Deal. Deal with it. In other words, cope with the situation, get over it. It’s a smug challenge rather than a sensitive deference to someone else’s feelings or opinions. So this is a recent slang term that has become a meme, or a “mimicked theme” over social media.
Deal, as an American slang term, is not new. It began with card playing in America in the 19th century. It originally comes from Old English, daelan, meaning divide or distribute. So when playing cards, one would “deal” them to the other players. The one dealing was the dealer. This gave rise to many expressions such as deal me in, square deal, good deal, bad deal, no deal. Deal also means an arrangement, an agreement. This is likely a natural progression from card playing. So a card game is an agreement of sorts. If you say, “Deal me in.”, this could mean either get me into the game or the business arrangement, the deal. If a deal is an arrangement, or understanding between parties, then it can be rated. Is it a raw deal, the best deal, such a deal? You can sweeten the deal, clinch the deal. You can present it, as in “Here’s the deal.” or confirm it with “It’s a deal.” or “It’s a done deal”.

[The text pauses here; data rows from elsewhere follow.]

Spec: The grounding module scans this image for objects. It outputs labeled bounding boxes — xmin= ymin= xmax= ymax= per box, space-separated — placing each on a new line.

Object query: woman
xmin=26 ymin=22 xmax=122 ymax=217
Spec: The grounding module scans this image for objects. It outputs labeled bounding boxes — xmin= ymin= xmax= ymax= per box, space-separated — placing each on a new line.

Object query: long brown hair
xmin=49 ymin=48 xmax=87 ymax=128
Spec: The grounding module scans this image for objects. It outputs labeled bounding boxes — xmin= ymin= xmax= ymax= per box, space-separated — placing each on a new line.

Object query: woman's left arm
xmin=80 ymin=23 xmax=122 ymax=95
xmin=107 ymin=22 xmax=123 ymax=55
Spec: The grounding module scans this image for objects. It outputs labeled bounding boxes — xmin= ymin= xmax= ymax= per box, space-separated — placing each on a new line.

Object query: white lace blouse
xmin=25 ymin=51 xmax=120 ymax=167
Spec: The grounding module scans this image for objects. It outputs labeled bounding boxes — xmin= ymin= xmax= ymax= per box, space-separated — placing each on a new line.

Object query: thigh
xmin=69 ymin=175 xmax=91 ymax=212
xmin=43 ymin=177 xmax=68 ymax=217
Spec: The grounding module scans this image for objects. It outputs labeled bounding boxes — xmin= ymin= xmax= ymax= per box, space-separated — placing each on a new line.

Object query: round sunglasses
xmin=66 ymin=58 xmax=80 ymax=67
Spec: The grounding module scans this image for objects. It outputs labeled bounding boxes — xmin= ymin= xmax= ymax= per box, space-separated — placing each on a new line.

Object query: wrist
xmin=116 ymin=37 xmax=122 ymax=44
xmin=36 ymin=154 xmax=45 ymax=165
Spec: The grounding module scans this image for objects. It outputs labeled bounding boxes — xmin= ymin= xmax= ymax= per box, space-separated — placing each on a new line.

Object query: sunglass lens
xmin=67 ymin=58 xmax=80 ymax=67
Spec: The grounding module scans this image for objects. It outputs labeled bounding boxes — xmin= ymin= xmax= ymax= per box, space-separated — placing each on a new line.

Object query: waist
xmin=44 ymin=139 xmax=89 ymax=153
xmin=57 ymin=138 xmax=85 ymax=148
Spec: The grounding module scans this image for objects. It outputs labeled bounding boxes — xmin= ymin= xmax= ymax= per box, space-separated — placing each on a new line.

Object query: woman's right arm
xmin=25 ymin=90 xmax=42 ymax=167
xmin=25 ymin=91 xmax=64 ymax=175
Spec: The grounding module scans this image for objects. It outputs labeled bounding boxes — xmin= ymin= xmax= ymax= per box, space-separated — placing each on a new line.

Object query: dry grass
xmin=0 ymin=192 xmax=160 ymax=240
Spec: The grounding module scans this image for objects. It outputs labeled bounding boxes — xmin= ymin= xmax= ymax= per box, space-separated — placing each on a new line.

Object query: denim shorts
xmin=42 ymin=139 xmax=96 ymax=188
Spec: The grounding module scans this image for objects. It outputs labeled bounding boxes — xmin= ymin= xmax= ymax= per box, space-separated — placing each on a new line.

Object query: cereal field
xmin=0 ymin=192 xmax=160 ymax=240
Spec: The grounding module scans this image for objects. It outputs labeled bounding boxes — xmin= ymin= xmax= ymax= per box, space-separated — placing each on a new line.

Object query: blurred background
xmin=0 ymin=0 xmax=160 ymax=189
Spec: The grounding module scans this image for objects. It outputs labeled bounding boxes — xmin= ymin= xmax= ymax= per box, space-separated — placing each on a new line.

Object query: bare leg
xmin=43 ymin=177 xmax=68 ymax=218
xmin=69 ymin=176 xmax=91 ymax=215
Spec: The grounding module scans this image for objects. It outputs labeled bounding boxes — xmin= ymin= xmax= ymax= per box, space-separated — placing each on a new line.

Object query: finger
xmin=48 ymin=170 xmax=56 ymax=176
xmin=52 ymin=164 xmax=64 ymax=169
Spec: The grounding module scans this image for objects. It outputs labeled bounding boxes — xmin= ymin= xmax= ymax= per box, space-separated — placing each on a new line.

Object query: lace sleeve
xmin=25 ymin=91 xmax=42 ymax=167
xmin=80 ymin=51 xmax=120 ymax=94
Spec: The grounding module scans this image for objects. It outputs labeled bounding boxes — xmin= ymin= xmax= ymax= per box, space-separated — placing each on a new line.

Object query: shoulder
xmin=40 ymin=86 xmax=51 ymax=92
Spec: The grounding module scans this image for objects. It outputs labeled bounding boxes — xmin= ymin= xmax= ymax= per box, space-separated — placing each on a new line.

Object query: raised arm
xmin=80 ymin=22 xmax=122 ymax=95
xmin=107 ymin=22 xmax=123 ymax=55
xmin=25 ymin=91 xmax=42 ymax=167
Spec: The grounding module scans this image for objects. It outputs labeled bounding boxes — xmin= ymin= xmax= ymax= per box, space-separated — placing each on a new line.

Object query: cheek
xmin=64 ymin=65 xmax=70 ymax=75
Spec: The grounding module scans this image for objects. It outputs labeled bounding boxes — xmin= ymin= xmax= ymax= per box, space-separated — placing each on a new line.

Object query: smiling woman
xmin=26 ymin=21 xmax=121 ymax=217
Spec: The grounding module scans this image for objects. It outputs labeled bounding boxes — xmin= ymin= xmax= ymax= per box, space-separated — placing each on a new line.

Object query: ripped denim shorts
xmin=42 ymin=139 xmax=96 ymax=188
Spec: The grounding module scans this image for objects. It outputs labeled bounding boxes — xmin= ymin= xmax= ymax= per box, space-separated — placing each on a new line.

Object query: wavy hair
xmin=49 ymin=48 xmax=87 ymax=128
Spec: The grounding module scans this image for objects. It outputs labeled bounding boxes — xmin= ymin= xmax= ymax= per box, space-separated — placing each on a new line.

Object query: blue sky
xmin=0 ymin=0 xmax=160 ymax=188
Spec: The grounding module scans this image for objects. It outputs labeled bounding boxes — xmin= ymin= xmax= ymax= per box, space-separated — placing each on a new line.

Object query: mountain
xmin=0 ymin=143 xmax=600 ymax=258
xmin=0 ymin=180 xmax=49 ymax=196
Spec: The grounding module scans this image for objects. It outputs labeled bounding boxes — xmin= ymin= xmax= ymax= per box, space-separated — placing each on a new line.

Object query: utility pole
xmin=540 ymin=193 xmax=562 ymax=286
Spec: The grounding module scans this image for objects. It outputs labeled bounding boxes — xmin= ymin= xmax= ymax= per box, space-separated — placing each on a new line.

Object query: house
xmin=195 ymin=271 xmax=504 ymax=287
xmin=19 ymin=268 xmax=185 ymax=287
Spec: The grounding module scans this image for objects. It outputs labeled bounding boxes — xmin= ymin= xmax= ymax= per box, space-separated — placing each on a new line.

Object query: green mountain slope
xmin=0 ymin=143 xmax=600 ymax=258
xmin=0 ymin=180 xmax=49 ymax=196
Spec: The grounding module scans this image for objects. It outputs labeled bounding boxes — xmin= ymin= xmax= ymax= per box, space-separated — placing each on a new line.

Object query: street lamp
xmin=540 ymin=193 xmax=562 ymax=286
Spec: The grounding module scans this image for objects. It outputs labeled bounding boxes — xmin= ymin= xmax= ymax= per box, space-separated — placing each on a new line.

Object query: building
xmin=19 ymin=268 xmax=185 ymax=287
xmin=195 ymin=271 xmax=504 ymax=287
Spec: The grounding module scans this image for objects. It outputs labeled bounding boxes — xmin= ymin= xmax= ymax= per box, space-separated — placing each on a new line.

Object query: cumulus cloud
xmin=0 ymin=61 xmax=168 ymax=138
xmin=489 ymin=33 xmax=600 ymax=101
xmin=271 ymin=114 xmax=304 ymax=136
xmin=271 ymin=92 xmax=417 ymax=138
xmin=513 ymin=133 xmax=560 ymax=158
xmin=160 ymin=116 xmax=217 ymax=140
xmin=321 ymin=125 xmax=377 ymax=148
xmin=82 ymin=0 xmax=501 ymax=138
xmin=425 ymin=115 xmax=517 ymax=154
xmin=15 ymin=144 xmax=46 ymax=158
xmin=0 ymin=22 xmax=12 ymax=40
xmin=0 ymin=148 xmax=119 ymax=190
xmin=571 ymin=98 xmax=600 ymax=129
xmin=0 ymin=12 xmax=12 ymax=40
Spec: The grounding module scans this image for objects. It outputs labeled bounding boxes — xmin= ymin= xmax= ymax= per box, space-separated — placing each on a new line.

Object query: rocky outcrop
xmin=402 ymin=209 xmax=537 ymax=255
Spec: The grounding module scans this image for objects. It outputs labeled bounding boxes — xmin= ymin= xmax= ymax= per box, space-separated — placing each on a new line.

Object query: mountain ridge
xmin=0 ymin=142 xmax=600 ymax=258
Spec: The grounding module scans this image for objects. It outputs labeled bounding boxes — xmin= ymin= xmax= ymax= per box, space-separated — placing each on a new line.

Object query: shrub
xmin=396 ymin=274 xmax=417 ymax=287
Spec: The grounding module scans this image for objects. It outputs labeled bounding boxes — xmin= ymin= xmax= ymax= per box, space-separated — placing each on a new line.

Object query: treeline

The American gambler in the 1800s began this flurry of “deal” expressions as gambling became a popular activity on the riverboats. Five Card Stud, a form of Poker, was the favorite game. Gambling was often illegal in town but gamblers had free reign on the water. Other expressions arose from the game, like “pass the buck” which came from the players passing a buckhorned knife around the card table to show who was dealing. Card playing then, was the source of an expression which came to mean pass on the responsibility. Harry Truman’s Oval Office desk sign “The Buck Stops Here” was the declaration that as president he took the final responsibility in government matters.
Card “sharps”, later called card “sharks”, were skilled at cheating the inexperienced out of their money and as the West opened up with railroad expansion after the Civil War, gamblers and con men plied their trade on unsuspecting cowboys and miners. Gamblers like Bat Masterson, Wild Bill Hickok, and Doc Holiday enticed others to play Chuck-a-Luck, Three Card Monte, and the favorite at the Western saloons, Faro.
One of the most colorful and most notorious of these con men of the West was Jefferson Randolph “Soapy” Smith. He got this sobriquet (nickname) because he was particularly adept at tricking the public with “The Prize Package Soap Sell”, a display of bars of soap which were supposed to be randomly wrapped in bills anywhere from $1 to $100. Smith would call on a “shill”, a plant in the audience who pretended to discover a $100 bill with his $5 purchased bar of soap. Smith would pretend to double wrap the bill and the plain soap wrapper together around the bar. But with sleight of hand, he got the money back into his pocket with no one the wiser. I won’t go into the details of Soapy’s rise and decline ending in a gunfight in Alaska in 1898. But I do want to mention that his sobriquet (French for “a chuck under the chin”) mmm… inspired writers to create other “soapy” characters in fiction. Soapy Slick is the nefarious saloon owner and racketeer in the Uncle Scrooge comics. But my favorite spin off of this real life character is Soapy Sid in the story, “Aunt Agatha Takes the Count” or “Pearls Mean Tears” in the BBC film series version, authored by P. G. Wodehouse. Bertie Wooster is encouraged by his heavy-handed aunt to take up with sickening sweet Aline Hemingway and her pious curate of a brother, Sidney. Ironically, they are actually the notorious confidence tricksters, Soapy Sid and his female accomplice. All their “soapy” behavior, meaning fawning, phony, and saccharine, was not enough to clean them up. The story ends just as Soapy Smith’s did…justice, for their dirty, rotten tricks.